As described above, the fluctuation of the liquid crystal drive voltage is detected as the detection voltage, and the base current of the transistor that outputs the liquid crystal drive voltage is controlled by the difference between this voltage and the reference voltage, thereby changing the voltage. It was possible to output a liquid crystal drive voltage with less discharge, and this could significantly improve display unevenness. As a result, it was possible to provide a high-quality liquid crystal display device and a high-quality electronic device.

[Brief description of drawings]

FIG. 1 is a diagram showing a configuration of a voltage adjustment circuit of a power supply circuit according to a first embodiment.

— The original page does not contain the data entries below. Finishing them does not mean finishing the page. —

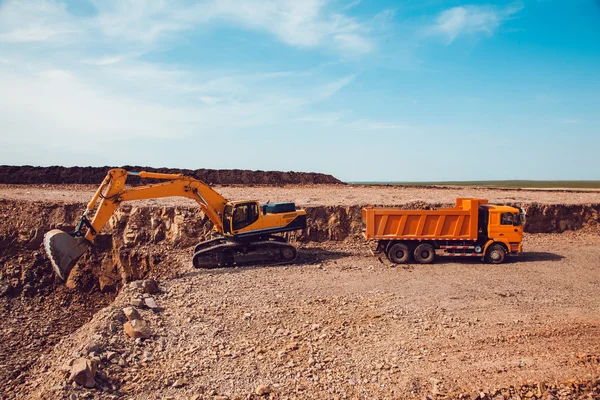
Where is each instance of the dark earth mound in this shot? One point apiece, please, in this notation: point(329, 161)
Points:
point(94, 175)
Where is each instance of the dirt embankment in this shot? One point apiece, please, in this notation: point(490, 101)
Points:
point(94, 175)
point(143, 241)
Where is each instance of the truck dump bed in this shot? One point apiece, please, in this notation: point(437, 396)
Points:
point(457, 223)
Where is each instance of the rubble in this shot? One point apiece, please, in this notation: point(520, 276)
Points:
point(150, 286)
point(131, 313)
point(83, 372)
point(137, 329)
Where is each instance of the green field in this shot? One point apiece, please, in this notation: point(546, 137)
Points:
point(499, 184)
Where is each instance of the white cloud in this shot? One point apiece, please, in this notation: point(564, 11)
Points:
point(470, 20)
point(306, 23)
point(570, 121)
point(35, 21)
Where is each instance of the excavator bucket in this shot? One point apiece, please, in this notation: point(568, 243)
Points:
point(64, 250)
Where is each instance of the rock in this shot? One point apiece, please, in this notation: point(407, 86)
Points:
point(150, 303)
point(94, 345)
point(262, 390)
point(131, 313)
point(150, 286)
point(136, 285)
point(137, 329)
point(291, 346)
point(179, 383)
point(83, 372)
point(137, 302)
point(4, 289)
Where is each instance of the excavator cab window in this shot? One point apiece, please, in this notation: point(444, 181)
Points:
point(227, 214)
point(244, 215)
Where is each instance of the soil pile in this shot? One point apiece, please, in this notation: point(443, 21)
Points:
point(94, 175)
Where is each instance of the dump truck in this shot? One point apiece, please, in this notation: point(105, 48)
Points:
point(472, 228)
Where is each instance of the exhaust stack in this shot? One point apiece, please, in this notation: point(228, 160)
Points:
point(64, 250)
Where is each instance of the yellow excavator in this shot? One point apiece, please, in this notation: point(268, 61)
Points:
point(246, 231)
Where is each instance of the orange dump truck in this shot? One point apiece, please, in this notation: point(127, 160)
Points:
point(472, 228)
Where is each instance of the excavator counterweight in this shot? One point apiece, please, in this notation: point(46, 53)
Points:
point(247, 232)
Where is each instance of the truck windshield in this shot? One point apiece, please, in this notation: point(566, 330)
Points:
point(507, 218)
point(518, 220)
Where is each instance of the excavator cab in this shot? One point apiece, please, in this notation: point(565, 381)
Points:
point(247, 233)
point(238, 216)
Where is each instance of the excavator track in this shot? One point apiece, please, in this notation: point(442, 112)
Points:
point(225, 252)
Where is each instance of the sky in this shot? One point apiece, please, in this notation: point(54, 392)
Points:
point(427, 90)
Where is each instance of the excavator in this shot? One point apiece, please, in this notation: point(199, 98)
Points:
point(246, 232)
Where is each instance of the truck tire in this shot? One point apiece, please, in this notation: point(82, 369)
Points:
point(495, 254)
point(424, 253)
point(399, 253)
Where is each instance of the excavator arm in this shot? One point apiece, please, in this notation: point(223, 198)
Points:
point(64, 249)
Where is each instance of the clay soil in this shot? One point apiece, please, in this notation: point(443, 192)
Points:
point(339, 323)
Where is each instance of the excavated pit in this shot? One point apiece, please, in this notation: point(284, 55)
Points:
point(137, 241)
point(141, 241)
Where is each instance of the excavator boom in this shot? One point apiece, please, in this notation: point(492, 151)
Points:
point(65, 249)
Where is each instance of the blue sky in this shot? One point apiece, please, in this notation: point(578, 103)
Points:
point(364, 90)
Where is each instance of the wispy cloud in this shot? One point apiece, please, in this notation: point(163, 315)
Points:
point(306, 23)
point(471, 20)
point(570, 121)
point(35, 21)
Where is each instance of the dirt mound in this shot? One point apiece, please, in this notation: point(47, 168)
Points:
point(94, 175)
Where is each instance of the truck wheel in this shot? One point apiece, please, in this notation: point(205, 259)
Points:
point(495, 254)
point(424, 253)
point(399, 253)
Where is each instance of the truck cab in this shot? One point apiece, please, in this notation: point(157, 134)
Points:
point(504, 225)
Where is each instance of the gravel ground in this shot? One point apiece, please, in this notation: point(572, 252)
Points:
point(343, 324)
point(329, 195)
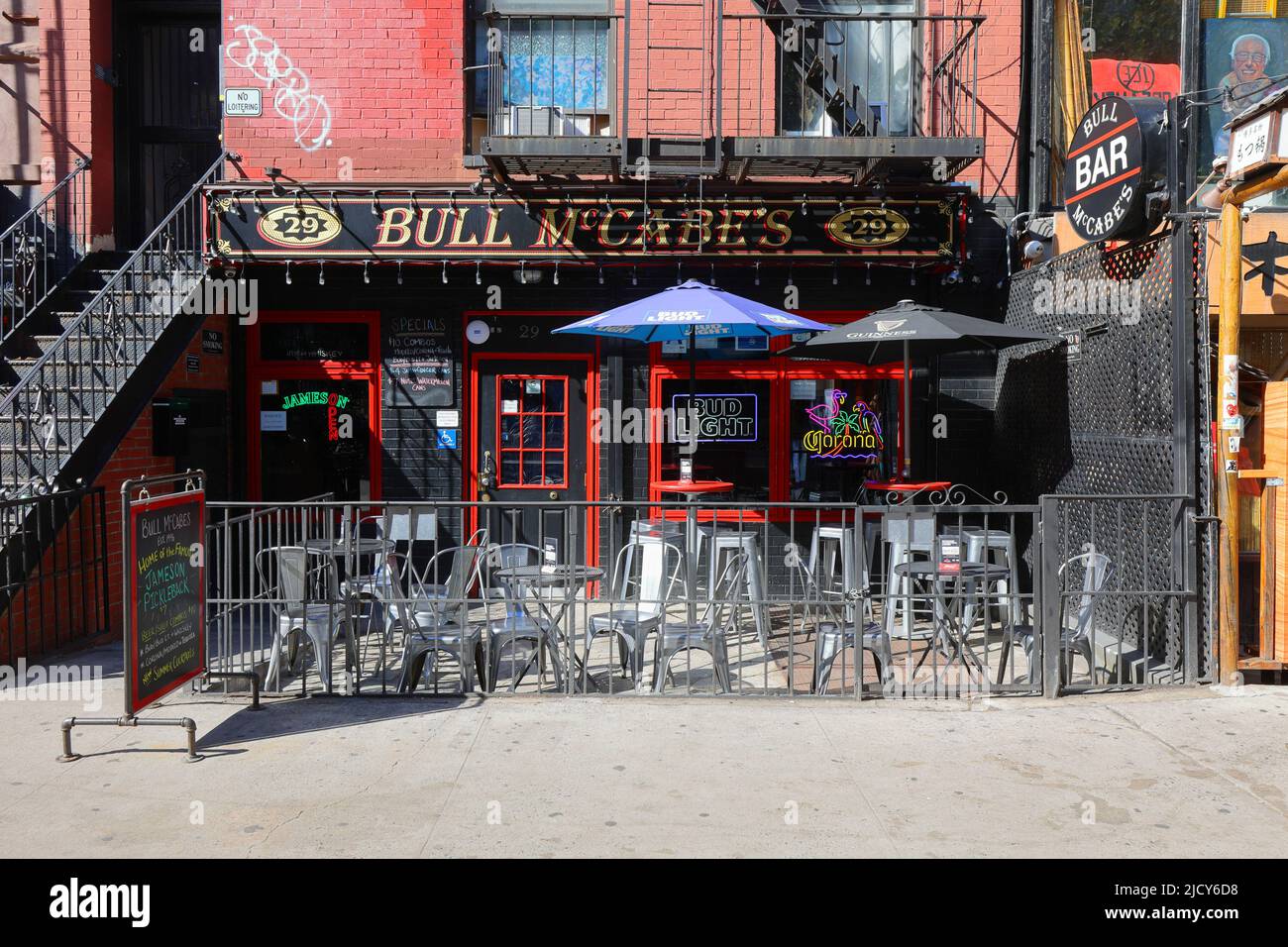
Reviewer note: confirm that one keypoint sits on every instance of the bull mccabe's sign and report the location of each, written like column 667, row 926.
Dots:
column 1117, row 157
column 441, row 227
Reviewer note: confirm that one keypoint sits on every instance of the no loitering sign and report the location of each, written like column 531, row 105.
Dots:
column 1112, row 165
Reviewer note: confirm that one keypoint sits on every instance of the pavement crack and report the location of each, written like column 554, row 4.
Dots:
column 456, row 777
column 1243, row 788
column 845, row 764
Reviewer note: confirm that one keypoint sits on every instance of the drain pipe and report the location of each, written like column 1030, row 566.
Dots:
column 1010, row 237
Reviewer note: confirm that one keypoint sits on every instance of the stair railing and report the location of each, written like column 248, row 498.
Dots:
column 43, row 247
column 52, row 407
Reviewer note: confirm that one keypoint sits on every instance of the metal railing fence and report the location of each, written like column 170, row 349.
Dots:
column 47, row 414
column 625, row 598
column 43, row 247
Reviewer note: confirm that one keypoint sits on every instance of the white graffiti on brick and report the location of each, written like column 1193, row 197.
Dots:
column 292, row 98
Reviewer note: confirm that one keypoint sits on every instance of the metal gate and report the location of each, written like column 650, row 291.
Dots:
column 1116, row 440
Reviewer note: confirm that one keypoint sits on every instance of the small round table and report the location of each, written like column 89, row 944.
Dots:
column 900, row 489
column 692, row 492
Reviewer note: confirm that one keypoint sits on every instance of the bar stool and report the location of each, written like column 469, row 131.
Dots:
column 653, row 531
column 831, row 540
column 995, row 547
column 907, row 536
column 725, row 543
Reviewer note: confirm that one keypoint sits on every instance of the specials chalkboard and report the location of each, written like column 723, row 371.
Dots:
column 419, row 363
column 163, row 637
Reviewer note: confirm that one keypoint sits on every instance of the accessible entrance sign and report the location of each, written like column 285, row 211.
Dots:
column 165, row 595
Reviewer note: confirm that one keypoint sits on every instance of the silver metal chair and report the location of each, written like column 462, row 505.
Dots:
column 516, row 625
column 433, row 624
column 835, row 629
column 631, row 622
column 1076, row 637
column 708, row 634
column 907, row 536
column 725, row 541
column 286, row 575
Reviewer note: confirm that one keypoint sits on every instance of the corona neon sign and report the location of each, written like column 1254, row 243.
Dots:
column 841, row 433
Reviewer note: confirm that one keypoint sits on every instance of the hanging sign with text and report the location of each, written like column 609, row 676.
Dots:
column 726, row 418
column 443, row 227
column 166, row 607
column 1117, row 157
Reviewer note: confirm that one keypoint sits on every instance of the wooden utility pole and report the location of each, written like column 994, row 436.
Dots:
column 1228, row 476
column 1228, row 350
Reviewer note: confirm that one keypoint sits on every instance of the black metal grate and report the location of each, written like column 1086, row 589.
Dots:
column 1100, row 421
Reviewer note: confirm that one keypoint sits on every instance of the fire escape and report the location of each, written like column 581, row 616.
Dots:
column 683, row 90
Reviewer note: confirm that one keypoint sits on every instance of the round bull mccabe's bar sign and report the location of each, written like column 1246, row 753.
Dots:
column 1117, row 157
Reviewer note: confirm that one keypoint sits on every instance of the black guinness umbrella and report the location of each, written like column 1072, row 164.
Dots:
column 890, row 334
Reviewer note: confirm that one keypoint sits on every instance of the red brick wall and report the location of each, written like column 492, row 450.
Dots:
column 997, row 93
column 390, row 97
column 385, row 88
column 75, row 107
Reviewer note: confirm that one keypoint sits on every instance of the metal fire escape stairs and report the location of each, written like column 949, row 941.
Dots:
column 80, row 367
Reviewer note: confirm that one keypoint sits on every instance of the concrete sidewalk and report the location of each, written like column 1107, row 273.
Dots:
column 1167, row 775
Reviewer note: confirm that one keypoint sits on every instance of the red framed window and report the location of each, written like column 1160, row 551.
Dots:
column 532, row 433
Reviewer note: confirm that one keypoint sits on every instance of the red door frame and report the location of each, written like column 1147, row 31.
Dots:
column 261, row 369
column 469, row 424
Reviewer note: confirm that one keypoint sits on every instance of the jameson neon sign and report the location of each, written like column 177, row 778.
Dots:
column 726, row 418
column 842, row 433
column 336, row 427
column 313, row 398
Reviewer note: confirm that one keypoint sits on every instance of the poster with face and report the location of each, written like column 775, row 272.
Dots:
column 1243, row 62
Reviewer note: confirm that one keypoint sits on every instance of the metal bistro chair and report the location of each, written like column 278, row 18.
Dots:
column 835, row 630
column 284, row 575
column 909, row 538
column 729, row 540
column 416, row 530
column 709, row 633
column 1076, row 638
column 631, row 622
column 516, row 625
column 433, row 624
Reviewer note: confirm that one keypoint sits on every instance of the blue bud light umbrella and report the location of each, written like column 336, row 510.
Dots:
column 690, row 311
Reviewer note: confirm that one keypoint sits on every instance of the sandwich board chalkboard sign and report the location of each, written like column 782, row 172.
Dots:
column 165, row 642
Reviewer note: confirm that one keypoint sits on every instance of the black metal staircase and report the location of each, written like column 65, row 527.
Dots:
column 67, row 363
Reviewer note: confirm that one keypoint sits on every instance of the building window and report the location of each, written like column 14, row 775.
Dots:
column 875, row 60
column 532, row 438
column 546, row 72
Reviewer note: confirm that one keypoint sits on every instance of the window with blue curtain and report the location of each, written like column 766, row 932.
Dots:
column 557, row 62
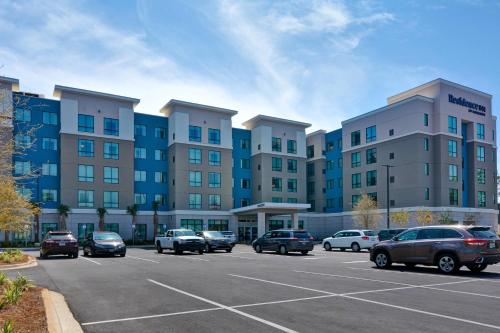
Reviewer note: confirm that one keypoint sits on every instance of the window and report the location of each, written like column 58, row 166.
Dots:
column 214, row 179
column 85, row 199
column 481, row 199
column 85, row 123
column 276, row 164
column 139, row 130
column 245, row 163
column 194, row 156
column 22, row 167
column 22, row 114
column 214, row 136
column 480, row 131
column 452, row 148
column 214, row 158
column 194, row 133
column 214, row 201
column 276, row 184
column 49, row 118
column 371, row 156
column 49, row 169
column 276, row 144
column 355, row 138
column 140, row 153
column 480, row 153
column 245, row 183
column 111, row 151
column 291, row 146
column 452, row 173
column 452, row 124
column 355, row 160
column 49, row 195
column 160, row 155
column 195, row 178
column 140, row 198
column 371, row 178
column 49, row 143
column 111, row 126
column 110, row 199
column 160, row 132
column 194, row 201
column 245, row 144
column 111, row 175
column 292, row 166
column 85, row 173
column 139, row 175
column 481, row 176
column 356, row 180
column 453, row 194
column 85, row 148
column 371, row 134
column 160, row 177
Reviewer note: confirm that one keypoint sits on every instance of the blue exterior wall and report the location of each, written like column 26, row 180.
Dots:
column 334, row 174
column 150, row 165
column 238, row 172
column 35, row 153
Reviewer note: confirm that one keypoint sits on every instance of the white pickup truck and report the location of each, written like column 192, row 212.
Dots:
column 180, row 240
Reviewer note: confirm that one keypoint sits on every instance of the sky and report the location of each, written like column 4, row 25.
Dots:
column 317, row 61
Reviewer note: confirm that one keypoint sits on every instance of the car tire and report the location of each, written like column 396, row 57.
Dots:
column 382, row 259
column 355, row 247
column 476, row 268
column 448, row 263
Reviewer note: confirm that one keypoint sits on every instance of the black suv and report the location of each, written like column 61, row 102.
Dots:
column 284, row 241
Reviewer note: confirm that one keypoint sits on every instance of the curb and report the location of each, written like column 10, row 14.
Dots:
column 32, row 262
column 59, row 316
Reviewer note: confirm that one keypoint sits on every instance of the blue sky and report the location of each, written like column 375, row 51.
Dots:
column 316, row 61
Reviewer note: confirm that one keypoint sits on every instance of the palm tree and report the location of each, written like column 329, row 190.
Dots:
column 101, row 212
column 155, row 205
column 63, row 211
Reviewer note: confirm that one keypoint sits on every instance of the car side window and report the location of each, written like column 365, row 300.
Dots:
column 409, row 235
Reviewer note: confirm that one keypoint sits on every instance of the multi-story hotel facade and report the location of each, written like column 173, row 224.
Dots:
column 90, row 149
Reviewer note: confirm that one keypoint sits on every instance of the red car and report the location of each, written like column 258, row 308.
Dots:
column 59, row 242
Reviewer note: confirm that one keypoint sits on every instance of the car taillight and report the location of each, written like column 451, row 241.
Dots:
column 475, row 242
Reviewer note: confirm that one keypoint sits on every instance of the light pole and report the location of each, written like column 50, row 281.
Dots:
column 387, row 166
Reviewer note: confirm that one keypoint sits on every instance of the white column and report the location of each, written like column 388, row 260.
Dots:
column 261, row 223
column 295, row 220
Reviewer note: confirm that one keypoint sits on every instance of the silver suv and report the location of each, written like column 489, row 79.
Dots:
column 447, row 247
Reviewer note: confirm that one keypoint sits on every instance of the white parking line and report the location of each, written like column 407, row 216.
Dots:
column 241, row 313
column 93, row 261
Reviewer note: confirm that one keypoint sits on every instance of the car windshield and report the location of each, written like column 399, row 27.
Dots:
column 482, row 232
column 213, row 234
column 107, row 236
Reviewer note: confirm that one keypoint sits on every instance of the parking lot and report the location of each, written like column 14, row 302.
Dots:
column 248, row 292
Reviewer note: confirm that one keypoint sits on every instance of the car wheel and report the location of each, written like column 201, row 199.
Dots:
column 382, row 260
column 448, row 263
column 476, row 268
column 355, row 247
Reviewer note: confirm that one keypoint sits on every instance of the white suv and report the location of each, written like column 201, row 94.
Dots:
column 356, row 240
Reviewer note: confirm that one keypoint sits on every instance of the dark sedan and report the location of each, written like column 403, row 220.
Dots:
column 214, row 240
column 59, row 242
column 104, row 242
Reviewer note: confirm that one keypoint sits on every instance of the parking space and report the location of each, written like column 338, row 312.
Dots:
column 244, row 291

FIG. 2 is a diagram showing a configuration of a voltage adjustment circuit of a power supply circuit according to a conventional technique.

[Explanation of symbols]

 10 and 20 are NPN type transistors 30, 40, 50 and 60 are fixed resistors 70 are variable resistors 71 are sliders of variable resistors 70 are constant voltage diodes T1 are input terminals for inputting voltage from an external power source T2 is an output terminal for outputting a liquid crystal drive voltage

Claims (2)

[Claims] 1. A liquid crystal panel comprising a transistor and a current control circuit for controlling a current flowing through the base electrode of the transistor, wherein a voltage is externally applied to a collector electrode of the transistor to output a voltage output from an emitter electrode of the transistor. In the liquid crystal display device including a power supply circuit for changing the liquid crystal drive voltage by controlling the current applied to the base electrode of the transistor by the current control circuit, the current control circuit comprises: The liquid crystal drive voltage is obtained by connecting a plurality of resistors including a variable resistor in series, and an arbitrary fraction of the liquid crystal drive voltage.
A voltage dividing circuit for outputting the voltage as a detection voltage, a reference voltage source, and means for controlling a current flowing through the base electrode of the transistor by a difference between the detection voltage and the voltage generated by the reference voltage source. Liquid crystal display device. 2. An electronic device comprising the display device according to claim 1.